India’s manufacturing activity grew at the fastest pace in the four months ended July, following strong overseas demand, as export orders jumped; however, prices remained muted. This provided impetus to the Reserve Bank of India to ease in its upcoming monetary policy meet, if needed.
The Nikkei/Markit Manufacturing Purchasing Managers' Index (PMI) rose to 51.8 in July from June's 51.7, marking its seventh month above the 50 level that separates growth from contraction. The output and new orders sub-indexes both rose to their highest since March.
Moreover, among new orders, consumer goods saw the strongest pace of expansion, while export orders rose at the fastest pace since January, driven largely by depreciation in the domestic currency. The survey also showed that input costs rose at a modest and slower pace, although improving demand meant firms were able to pass on some of that burden.
"With inflation rates remaining lower than their respective long-run averages, it wouldn't be surprising to see the Reserve Bank of India loosening monetary policy at its August meeting in an effort to encourage investment," Reuters reported, citing Pollyanna De Lima, Economist, Markit.
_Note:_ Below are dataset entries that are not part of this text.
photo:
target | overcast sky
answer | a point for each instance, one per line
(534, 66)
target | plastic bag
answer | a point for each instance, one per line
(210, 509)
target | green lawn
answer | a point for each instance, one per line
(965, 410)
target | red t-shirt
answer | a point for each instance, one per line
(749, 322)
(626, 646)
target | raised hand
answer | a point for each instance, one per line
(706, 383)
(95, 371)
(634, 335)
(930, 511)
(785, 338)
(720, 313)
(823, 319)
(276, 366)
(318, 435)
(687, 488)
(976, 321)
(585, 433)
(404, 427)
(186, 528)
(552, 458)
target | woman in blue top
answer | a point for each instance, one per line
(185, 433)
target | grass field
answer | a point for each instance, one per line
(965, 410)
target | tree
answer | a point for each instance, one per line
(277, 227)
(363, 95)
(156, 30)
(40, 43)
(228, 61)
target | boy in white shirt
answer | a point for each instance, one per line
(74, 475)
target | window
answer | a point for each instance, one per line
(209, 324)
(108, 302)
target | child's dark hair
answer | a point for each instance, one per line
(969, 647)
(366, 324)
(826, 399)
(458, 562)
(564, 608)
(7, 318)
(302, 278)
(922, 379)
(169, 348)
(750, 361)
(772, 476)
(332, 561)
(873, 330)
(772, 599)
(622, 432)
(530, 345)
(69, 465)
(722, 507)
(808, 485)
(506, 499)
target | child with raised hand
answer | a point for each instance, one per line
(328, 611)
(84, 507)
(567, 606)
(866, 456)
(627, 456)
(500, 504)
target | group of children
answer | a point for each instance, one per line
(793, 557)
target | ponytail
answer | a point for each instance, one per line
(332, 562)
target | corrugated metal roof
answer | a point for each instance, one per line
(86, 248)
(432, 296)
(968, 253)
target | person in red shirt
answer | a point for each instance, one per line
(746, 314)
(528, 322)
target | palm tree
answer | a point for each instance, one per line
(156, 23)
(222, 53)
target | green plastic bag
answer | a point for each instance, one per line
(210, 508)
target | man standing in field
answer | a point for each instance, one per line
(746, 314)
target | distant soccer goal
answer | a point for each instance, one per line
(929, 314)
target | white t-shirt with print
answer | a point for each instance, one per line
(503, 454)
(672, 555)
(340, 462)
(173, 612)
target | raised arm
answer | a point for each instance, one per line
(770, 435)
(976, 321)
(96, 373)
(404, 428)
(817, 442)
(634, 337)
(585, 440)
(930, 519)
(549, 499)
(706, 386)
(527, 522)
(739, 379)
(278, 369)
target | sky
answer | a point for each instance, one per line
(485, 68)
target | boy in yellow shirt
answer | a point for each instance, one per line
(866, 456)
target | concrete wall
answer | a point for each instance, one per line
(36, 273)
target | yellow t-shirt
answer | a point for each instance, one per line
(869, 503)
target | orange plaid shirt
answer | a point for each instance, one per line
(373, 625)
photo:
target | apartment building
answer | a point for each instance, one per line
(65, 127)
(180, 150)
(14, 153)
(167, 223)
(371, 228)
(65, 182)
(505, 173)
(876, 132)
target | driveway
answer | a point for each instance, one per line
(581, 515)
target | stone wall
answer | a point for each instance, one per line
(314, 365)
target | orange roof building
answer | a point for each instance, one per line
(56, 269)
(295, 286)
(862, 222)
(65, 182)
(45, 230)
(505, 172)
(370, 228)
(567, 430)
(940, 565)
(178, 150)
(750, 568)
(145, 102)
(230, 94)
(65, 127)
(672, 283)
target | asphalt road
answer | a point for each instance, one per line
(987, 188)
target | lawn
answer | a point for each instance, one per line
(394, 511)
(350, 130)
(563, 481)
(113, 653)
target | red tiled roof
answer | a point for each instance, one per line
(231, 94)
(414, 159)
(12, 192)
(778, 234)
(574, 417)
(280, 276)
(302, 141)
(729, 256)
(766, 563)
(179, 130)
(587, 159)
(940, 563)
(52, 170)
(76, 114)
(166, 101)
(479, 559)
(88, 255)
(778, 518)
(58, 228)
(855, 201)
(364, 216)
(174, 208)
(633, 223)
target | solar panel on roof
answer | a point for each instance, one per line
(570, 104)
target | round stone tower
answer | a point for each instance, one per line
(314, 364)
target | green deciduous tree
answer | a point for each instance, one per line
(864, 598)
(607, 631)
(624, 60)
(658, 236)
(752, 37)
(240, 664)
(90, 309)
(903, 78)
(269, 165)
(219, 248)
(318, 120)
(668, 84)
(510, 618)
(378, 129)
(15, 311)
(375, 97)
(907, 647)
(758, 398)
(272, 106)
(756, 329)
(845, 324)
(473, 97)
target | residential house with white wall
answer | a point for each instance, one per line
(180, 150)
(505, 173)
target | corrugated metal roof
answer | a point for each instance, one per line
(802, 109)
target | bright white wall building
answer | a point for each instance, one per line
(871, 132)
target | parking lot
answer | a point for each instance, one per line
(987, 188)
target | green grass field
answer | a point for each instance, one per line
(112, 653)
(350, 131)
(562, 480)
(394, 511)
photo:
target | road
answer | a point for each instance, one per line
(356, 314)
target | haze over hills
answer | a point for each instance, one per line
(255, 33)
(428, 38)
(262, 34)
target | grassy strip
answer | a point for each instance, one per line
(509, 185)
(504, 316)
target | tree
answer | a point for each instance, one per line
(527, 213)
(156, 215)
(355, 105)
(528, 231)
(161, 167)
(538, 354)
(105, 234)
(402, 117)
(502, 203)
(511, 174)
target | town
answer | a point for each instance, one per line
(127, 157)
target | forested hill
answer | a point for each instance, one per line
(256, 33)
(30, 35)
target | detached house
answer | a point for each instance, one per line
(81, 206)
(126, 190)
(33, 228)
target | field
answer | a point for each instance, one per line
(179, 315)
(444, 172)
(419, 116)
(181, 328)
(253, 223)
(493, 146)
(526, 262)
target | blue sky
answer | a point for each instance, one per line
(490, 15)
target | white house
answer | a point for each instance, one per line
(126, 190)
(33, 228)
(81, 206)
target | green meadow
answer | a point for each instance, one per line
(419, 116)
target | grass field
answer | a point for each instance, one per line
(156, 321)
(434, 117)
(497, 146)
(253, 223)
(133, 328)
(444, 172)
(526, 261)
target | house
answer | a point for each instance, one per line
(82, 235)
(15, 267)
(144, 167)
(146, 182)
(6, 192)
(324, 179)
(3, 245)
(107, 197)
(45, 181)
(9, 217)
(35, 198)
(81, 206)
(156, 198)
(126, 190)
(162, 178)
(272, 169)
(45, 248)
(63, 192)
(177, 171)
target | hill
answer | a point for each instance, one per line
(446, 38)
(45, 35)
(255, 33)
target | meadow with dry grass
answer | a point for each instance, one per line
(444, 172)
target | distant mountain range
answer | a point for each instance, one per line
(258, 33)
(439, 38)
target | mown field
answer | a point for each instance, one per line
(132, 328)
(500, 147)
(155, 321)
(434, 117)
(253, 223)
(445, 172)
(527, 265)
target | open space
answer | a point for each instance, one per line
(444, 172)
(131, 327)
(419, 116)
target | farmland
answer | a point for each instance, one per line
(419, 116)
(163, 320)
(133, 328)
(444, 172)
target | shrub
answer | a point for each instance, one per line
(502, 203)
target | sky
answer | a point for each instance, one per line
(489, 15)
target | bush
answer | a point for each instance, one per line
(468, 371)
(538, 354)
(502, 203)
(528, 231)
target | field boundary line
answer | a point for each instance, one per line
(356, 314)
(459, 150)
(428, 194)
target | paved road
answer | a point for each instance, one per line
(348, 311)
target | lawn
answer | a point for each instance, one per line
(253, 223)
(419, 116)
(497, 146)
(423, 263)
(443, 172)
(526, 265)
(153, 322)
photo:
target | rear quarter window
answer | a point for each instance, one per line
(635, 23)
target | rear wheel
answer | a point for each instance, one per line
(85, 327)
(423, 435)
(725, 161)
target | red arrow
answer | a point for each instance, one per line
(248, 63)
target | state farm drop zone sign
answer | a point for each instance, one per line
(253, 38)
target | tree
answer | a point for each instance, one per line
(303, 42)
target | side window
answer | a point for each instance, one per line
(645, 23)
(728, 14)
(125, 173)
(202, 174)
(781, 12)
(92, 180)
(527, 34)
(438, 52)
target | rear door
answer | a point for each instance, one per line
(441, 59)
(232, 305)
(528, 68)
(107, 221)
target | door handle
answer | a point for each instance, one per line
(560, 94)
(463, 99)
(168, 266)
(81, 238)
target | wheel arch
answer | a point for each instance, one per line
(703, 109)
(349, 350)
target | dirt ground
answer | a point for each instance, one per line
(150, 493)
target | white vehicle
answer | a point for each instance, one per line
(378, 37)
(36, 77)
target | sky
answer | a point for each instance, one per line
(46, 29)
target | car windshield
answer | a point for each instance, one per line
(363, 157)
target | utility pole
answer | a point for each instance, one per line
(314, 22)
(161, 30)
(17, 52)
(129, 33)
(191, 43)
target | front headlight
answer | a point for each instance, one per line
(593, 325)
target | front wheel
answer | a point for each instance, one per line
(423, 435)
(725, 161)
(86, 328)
In addition, a majority of economists polled by Reuters last month predicted that a rate cut is pending between October and December. Following this, much focus will remain on the Goods and Services Tax (GST) that is pending in the monsoon parliament.
Meanwhile, consumer inflation in India rose to 5.77 percent in June, above the RBI's March 2017 target of 5 percent, although it could cool if above-average monsoon rains help counter rising food prices.